Laura Pinzón-Rincón, ebenfalls vom GFZ in Potsdam, berichtete an der Tagung in Wien von ersten Testergebnissen mit solchen «dark fibers». An Land sind 17 Kilometer Kabel für die Forscher verfügbar, im Meer 34 Kilometer. Aus der Laufzeit von reflektierten Lichtsignalen im Kabel lässt sich die Intensität von Bodenbewegungen berechnen. Solche Messungen können verraten, in welchen Stadtvierteln der Boden ein Erdbeben verstärken würde. Dort entstünden besonders grosse Schäden.

Die Kabelmessungen haben eine hohe räumliche Auflösung: An Land gibt es pro Meter einen Messpunkt, unterseeisch alle acht Meter. Schön wäre es, könnte man noch mehr solcher Kabel für die Überwachung nutzen, sagte Pinzón-Rincón.

Die Nachbeben nach dem Erdstoss vom 23. April sind inzwischen weitgehend abgeklungen. Aber es ist nur eine Frage der Zeit, bis sich nahe Istanbul das nächste Erdbeben ereignet, möglicherweise ein ganz grosses.

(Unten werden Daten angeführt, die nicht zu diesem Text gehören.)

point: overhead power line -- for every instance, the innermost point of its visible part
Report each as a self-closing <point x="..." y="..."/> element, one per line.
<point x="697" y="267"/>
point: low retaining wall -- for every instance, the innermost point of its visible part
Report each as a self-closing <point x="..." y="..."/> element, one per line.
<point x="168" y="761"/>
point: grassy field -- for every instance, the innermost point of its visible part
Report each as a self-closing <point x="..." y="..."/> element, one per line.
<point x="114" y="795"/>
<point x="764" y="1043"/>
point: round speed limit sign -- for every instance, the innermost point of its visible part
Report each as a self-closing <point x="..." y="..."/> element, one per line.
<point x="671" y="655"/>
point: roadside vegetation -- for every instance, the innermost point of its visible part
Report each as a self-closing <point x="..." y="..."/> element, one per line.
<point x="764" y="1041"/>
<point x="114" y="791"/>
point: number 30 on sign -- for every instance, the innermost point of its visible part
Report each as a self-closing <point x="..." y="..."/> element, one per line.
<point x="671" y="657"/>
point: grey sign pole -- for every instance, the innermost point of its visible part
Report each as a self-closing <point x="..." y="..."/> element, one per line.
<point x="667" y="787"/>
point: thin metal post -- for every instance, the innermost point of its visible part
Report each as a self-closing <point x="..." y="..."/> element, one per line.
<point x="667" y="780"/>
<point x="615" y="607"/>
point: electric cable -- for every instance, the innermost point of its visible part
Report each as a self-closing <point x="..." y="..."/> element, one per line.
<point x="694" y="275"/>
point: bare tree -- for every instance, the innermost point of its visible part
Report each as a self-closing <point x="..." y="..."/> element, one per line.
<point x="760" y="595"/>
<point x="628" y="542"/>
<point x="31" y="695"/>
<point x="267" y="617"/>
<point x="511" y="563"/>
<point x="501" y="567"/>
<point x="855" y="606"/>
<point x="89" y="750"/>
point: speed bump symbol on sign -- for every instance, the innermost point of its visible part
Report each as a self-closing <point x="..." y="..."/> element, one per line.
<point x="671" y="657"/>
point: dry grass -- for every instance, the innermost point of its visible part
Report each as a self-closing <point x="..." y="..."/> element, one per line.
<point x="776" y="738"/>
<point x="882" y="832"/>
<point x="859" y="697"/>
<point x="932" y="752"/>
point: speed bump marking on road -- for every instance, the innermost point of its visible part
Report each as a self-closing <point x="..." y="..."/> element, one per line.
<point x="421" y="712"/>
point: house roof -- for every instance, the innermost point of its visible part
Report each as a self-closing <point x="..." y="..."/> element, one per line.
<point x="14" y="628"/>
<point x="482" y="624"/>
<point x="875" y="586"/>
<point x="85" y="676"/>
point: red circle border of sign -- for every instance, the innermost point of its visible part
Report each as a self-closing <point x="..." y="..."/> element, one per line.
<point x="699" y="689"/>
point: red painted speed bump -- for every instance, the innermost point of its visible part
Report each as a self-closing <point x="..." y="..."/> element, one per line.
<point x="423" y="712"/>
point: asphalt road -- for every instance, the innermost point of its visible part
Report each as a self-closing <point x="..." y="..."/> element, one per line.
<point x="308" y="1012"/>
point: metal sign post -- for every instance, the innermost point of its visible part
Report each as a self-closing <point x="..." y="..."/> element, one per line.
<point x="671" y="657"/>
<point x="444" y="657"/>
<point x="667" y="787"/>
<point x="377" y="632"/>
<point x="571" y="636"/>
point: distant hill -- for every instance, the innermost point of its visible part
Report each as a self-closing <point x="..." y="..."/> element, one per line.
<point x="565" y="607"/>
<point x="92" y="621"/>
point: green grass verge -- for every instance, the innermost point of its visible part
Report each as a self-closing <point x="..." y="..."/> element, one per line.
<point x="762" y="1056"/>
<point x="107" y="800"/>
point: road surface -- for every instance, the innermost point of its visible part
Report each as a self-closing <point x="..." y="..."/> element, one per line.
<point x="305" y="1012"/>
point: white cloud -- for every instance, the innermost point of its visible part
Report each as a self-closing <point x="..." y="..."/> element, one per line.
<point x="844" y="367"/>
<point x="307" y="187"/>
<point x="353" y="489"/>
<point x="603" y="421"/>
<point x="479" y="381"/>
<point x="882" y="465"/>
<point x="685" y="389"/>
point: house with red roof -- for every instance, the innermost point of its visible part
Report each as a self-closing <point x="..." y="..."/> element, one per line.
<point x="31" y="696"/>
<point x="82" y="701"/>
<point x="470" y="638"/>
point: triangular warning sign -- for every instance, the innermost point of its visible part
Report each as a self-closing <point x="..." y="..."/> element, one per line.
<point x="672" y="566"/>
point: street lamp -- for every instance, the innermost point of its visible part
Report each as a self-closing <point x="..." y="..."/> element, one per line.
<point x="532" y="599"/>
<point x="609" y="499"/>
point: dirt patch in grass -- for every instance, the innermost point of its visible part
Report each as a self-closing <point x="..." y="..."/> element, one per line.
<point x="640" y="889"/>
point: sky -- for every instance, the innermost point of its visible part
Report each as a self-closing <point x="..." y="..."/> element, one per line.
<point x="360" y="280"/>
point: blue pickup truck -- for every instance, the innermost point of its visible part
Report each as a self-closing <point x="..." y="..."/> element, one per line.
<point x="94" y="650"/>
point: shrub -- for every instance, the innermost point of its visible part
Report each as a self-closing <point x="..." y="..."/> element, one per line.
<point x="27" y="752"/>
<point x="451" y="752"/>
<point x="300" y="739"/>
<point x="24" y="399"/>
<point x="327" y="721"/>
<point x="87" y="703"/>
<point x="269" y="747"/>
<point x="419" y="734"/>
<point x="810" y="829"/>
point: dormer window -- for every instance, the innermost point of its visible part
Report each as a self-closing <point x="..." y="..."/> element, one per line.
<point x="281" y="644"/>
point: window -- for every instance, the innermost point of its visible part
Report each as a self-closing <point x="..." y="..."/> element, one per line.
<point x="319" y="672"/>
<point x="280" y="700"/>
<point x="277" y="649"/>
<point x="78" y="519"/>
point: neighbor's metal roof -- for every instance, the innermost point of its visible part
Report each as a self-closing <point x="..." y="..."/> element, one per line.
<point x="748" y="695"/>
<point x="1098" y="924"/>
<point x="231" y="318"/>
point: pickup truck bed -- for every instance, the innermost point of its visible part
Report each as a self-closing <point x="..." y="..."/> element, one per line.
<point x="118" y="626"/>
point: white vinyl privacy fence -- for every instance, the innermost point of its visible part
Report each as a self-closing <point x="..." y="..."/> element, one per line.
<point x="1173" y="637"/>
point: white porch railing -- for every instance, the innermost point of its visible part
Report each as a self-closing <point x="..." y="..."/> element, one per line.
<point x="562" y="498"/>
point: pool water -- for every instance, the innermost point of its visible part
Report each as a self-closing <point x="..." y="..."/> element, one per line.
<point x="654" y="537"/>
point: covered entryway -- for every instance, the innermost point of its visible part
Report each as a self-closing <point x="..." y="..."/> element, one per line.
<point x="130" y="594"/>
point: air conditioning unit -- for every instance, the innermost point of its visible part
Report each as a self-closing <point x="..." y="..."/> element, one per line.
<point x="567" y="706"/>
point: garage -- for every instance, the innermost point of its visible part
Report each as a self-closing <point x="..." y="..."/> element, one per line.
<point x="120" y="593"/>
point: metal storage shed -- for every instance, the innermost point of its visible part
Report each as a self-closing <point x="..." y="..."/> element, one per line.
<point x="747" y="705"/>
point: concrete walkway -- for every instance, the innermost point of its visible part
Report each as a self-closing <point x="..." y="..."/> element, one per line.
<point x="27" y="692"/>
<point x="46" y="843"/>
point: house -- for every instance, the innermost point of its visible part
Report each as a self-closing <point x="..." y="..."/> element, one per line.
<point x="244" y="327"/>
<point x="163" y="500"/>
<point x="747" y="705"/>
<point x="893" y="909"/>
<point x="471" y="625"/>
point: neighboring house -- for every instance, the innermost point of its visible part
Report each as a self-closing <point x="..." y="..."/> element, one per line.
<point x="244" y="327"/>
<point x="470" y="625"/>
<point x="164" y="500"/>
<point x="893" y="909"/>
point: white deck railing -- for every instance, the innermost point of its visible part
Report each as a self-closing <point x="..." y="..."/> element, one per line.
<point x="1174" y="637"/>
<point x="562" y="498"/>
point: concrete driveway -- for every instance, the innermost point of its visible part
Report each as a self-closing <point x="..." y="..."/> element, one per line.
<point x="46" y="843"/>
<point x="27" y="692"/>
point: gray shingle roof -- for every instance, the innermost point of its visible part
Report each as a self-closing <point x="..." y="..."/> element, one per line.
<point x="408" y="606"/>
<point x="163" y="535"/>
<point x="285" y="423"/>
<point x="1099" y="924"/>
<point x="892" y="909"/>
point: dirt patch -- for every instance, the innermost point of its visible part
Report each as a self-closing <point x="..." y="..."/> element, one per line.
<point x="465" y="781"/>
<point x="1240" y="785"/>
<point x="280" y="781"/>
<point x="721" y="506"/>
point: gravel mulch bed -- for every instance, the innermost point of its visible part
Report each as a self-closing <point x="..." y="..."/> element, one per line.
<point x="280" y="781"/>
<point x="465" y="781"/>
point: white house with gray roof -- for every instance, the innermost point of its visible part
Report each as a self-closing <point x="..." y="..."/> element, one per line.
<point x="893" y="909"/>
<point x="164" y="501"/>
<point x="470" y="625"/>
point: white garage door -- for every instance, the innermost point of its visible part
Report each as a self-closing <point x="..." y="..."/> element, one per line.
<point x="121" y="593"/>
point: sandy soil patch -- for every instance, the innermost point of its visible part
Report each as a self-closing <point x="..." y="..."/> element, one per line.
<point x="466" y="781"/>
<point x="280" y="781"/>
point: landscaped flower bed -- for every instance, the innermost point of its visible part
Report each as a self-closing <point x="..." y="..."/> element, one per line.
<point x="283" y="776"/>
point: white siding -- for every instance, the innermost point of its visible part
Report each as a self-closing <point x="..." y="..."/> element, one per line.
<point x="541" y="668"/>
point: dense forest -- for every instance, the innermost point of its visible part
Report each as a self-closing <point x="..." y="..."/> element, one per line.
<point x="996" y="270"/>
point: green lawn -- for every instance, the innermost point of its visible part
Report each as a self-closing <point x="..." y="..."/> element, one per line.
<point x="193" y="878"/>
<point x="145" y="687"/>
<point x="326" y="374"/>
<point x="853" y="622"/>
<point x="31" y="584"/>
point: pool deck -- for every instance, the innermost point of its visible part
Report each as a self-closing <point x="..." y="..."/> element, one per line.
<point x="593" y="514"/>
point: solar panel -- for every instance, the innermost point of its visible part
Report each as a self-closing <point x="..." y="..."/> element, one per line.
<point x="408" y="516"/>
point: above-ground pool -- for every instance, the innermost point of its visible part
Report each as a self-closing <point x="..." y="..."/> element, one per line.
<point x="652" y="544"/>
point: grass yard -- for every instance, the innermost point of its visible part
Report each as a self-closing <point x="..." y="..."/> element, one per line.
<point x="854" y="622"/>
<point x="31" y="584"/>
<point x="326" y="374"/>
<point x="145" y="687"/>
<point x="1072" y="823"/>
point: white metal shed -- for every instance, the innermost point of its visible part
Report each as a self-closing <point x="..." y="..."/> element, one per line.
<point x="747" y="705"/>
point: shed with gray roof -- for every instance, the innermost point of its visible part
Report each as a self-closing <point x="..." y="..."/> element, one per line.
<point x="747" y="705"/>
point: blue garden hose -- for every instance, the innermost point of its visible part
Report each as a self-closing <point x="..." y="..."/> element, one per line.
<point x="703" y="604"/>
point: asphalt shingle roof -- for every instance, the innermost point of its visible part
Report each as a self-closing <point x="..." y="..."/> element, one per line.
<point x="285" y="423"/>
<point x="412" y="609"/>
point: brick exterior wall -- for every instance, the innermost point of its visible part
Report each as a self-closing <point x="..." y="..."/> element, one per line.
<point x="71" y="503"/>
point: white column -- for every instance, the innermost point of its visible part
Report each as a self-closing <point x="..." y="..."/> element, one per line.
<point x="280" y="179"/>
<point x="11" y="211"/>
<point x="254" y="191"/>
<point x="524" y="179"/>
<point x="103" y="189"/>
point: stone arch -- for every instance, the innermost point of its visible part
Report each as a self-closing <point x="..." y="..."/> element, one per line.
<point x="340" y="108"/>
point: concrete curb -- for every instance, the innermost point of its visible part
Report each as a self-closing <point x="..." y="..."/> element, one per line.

Jetzt heisst es warten, messen – und sich vorbereiten. Seit Jahren laufen darum Projekte, Stadtviertel besser gegen Erdstösse zu schützen, indem Gebäude entweder abgerissen oder verstärkt werden. Doch dieser Prozess ist noch lange nicht abgeschlossen. Es handelt sich um einen Wettlauf mit der Zeit.